Before agreeing to support what was originally a US-drafted text, Russia demanded that the US and European delegations dilute it so that it would not “demand” that Syria comply. The approved resolution uses softer language so that it “calls upon” Syria to implement it.

Churkin also demanded that the council urge the opposition as well as the Syrian government to change their behavior.

The approved resolution has the council “condemning the widespread violations of human rights by the Syrian authorities, as well as any human rights abuses by armed groups, recalling that those responsible shall be held accountable.”

It calls on “all parties, including the opposition, immediately to cease all armed violence in all its forms.”

The text also includes a vague warning to Damascus, saying the council would “assess the implementation of this resolution and... consider further steps as appropriate.”

Syrian Ambassador Bashar Ja’afari reiterated Damascus’s commitment to Annan’s six-point peace plan, which calls for an end to fighting, the withdrawal of troops, dialogue between the government and opposition, and a “political transition” for the country.

“The time for violence is gone,” Ja’afari said, though he accused the opposition of “50 violations” of the truce since Thursday.

Annan had asked the council to approve the deployment of an advance team of monitors as soon as possible.

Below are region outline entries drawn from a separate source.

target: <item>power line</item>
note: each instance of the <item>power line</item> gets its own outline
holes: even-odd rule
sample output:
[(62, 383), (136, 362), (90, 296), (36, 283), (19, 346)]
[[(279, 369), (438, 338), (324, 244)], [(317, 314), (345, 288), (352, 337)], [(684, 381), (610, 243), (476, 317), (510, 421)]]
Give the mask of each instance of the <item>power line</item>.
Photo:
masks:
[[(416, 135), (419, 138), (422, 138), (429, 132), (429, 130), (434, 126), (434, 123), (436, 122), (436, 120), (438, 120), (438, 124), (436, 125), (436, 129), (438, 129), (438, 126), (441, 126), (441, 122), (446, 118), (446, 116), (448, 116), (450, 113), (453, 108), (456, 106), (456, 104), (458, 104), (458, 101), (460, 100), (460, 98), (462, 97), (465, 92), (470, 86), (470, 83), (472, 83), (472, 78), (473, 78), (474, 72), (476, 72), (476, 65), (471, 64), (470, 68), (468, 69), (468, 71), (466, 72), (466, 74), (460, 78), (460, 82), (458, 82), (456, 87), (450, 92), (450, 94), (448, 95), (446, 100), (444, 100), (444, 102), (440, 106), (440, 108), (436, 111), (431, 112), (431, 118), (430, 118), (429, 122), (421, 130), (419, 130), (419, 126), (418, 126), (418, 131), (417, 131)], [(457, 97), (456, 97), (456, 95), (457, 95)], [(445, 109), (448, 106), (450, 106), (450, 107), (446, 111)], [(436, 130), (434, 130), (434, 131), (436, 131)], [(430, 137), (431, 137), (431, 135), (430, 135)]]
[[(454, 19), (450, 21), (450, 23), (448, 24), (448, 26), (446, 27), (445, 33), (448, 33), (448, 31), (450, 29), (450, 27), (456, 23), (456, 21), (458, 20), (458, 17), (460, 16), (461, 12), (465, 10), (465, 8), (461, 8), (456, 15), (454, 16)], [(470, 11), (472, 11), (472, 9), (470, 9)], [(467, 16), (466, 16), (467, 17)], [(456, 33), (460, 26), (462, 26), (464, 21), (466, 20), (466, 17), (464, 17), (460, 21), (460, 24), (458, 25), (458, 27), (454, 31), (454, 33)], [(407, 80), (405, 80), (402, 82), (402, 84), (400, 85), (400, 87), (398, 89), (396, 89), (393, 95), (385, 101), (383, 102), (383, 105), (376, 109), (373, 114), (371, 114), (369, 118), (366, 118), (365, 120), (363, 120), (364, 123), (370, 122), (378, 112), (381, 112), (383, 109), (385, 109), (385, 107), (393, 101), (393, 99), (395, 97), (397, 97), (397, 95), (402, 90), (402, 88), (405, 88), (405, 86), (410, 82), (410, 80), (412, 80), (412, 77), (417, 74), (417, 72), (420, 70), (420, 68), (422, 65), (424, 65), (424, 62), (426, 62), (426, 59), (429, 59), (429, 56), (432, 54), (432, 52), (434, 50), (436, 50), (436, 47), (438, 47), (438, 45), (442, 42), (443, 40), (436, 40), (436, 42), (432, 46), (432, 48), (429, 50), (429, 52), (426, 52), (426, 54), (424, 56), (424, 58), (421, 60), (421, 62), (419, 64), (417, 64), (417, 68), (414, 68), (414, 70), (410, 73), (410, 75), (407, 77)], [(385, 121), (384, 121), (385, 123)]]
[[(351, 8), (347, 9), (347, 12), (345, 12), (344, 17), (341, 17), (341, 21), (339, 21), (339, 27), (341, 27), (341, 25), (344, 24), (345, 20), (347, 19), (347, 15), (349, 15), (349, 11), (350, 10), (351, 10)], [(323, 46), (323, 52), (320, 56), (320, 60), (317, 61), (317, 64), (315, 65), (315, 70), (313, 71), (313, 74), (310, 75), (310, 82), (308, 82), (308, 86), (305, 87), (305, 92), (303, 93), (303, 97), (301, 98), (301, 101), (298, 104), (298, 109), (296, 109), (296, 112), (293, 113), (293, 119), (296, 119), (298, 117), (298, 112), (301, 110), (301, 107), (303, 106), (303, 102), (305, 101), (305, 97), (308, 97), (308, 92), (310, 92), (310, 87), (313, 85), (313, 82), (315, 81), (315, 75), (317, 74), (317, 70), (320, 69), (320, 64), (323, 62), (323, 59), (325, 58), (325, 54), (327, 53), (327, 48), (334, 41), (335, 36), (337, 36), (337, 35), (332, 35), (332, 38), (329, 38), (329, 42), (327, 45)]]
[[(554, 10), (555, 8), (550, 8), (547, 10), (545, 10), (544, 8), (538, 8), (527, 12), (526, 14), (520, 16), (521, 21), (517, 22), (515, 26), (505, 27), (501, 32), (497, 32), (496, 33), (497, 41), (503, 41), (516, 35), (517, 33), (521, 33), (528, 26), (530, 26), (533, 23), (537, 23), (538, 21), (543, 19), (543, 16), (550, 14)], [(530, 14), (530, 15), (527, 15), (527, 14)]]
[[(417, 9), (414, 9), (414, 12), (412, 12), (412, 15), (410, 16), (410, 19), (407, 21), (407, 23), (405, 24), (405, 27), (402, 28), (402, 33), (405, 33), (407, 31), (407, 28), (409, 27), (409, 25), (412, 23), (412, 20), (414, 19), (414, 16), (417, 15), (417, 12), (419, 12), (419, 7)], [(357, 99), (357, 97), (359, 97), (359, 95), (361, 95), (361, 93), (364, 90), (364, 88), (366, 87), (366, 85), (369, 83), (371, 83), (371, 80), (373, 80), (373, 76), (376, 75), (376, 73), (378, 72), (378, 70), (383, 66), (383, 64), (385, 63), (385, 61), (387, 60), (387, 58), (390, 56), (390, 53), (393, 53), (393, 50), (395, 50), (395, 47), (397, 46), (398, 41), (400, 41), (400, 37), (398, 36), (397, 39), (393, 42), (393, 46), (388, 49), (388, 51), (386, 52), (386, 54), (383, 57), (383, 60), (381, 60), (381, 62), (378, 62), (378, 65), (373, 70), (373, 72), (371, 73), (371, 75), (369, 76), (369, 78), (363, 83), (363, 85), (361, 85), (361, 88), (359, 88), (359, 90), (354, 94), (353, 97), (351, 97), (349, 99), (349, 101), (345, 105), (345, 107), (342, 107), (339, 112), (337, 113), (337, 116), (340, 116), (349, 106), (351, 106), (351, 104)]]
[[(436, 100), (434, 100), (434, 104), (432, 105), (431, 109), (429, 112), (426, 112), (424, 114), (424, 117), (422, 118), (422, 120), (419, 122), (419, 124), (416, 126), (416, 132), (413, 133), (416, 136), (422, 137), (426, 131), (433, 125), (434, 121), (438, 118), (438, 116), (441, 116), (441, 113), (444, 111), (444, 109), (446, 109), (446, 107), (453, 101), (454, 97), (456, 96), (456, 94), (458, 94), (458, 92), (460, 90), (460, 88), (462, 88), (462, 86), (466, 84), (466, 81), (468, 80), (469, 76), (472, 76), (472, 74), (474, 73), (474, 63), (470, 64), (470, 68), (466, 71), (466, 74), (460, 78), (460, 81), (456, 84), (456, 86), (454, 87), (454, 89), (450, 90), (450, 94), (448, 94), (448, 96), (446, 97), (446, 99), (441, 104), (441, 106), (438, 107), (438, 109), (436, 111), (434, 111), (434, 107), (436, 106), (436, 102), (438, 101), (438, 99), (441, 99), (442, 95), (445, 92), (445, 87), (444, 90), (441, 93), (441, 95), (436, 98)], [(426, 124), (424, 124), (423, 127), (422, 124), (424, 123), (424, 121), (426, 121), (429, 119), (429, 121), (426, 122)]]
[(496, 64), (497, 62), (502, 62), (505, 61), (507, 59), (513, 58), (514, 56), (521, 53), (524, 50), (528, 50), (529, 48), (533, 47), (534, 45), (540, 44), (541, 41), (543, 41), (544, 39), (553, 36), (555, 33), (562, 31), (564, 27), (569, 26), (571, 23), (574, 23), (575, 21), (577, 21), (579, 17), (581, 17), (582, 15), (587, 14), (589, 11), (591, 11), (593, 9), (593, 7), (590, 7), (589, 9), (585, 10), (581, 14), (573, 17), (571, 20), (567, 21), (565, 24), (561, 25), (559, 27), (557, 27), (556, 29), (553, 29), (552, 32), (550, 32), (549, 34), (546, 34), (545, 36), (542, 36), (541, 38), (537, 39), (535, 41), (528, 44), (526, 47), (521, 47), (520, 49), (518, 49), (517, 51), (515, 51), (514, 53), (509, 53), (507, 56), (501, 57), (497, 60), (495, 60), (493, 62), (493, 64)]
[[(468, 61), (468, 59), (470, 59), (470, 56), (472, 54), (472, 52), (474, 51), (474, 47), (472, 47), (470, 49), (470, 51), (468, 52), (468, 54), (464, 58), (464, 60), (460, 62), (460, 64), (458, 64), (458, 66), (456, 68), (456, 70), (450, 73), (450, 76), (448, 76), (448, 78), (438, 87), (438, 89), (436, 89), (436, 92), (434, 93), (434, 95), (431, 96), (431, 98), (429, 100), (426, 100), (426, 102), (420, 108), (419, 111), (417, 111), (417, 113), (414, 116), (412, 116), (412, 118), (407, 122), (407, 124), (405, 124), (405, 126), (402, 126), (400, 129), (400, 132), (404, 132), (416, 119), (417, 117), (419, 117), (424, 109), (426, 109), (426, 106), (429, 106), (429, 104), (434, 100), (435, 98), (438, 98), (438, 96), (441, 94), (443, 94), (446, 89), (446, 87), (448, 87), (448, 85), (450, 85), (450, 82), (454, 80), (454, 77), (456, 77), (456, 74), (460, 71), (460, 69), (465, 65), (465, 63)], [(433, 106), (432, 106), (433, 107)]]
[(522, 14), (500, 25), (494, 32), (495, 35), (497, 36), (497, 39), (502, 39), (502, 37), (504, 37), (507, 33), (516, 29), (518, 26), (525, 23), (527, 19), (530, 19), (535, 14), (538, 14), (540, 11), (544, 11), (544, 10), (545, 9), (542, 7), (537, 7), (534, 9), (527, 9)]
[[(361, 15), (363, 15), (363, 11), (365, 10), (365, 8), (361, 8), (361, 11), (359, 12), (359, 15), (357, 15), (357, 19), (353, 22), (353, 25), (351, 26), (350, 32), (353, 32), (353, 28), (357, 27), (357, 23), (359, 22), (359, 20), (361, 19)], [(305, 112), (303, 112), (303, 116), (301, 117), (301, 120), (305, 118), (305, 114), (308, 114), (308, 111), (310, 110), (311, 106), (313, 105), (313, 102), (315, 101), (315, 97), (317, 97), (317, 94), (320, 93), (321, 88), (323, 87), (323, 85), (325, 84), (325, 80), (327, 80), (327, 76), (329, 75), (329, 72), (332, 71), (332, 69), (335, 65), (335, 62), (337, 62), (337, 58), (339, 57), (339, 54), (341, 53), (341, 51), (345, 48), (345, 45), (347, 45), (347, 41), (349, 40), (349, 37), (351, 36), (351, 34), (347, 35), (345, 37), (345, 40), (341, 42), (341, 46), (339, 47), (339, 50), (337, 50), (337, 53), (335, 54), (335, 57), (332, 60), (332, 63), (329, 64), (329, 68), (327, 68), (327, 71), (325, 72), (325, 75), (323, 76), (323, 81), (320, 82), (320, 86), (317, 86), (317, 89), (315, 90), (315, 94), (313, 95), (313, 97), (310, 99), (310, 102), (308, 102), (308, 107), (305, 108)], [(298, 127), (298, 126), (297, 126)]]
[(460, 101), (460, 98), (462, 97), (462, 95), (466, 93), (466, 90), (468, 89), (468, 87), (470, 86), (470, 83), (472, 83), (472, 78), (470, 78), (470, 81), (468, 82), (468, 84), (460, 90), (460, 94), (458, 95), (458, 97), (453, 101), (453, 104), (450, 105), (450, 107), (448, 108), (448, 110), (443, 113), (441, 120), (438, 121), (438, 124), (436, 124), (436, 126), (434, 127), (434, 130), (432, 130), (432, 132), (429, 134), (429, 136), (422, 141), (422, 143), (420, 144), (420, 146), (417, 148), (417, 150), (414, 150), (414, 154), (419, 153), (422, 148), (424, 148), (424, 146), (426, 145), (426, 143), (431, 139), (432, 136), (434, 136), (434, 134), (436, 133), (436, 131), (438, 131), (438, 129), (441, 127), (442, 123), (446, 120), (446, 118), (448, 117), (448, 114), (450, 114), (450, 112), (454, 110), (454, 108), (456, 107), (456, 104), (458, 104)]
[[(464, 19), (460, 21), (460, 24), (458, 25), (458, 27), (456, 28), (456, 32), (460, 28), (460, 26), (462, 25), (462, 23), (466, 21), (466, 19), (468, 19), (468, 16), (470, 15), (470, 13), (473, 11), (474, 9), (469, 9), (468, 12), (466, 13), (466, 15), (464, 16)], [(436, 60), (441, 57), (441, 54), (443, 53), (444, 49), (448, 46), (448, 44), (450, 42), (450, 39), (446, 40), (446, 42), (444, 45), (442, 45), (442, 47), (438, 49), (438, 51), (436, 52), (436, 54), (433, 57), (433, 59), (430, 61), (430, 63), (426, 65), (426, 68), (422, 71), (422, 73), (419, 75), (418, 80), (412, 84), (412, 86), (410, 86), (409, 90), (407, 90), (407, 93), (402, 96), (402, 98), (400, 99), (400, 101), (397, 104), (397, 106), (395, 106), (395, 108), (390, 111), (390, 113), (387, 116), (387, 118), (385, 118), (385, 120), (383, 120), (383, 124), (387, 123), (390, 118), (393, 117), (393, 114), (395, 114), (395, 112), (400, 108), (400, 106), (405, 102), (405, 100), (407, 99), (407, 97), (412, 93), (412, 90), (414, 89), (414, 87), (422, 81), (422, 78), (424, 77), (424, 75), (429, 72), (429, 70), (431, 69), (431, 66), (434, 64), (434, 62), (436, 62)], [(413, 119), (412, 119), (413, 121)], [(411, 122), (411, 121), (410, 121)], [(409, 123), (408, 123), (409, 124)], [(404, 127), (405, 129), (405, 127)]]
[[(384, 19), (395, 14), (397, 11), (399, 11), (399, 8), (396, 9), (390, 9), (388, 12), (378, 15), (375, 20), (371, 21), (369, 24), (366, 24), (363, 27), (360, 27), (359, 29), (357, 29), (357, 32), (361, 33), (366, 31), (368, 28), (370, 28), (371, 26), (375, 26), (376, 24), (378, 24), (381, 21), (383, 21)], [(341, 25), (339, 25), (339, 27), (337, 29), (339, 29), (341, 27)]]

His spokesman, Ahmad Fawzi, said on Friday that the first group of observers was on stand-by and ready to fly to Syria as soon as the council approved its deployment.

Annan is planning for an observer force that will have up to 250 monitors.

Western council members welcomed the resolution but had harsh words for Assad’s government.

US Ambassador Susan Rice condemned what she said was Damascus’s “murderous rampage” over the past year, adding that the sporadic violence since Thursday’s ceasefire cast doubt on the government’s commitment to peace.

Asked if the Syrian forces’ shelling on Saturday of the battered city of Homs was a violation of the ceasefire, Rice said: “Absolutely.”

Britain had similar remarks.

“We regret that it comes only after the Syrian people have for over one year suffered unimaginable brutality at the hands of a regime that has prioritized its own survival over the needs, rights and aspirations of the people it should serve and protect,” British Ambassador Mark Lyall Grant said.

Lyall Grant and France’s Araud both said that Assad’s forces had killed over 10,000 people, higher than the UN estimate of 9,000.

On the ground, activists on Saturday reported the first shelling in the city of Homs by forces loyal to Assad since the ceasefire took effect.

The Syrian Observatory for Human Rights said four people were killed during a funeral march in Aleppo, and another from shelling in Homs. A sixth person succumbed to wounds inflicted by torture in the central town of Rastan, straddling the Damascus-Aleppo road.

Tariq Alhomayed, editor-inchief of the Asharq Alawsat newspaper, wrote Saturday that President Barack Obama needed to reassert US leadership over the Syria crisis.

“Mr. Obama, please return to the Syrian issue today, particularly as it is more than enough that the international community has, over the past year, provided Assad with one opportunity after another – or shall we say a license – to kill more Syrian people,” Alhomayed wrote in an op-ed in the Saudi English-language newspaper Arab News.

“Mr. President,” he wrote, “return to the Syrian issue, for all excuses have been exhausted.”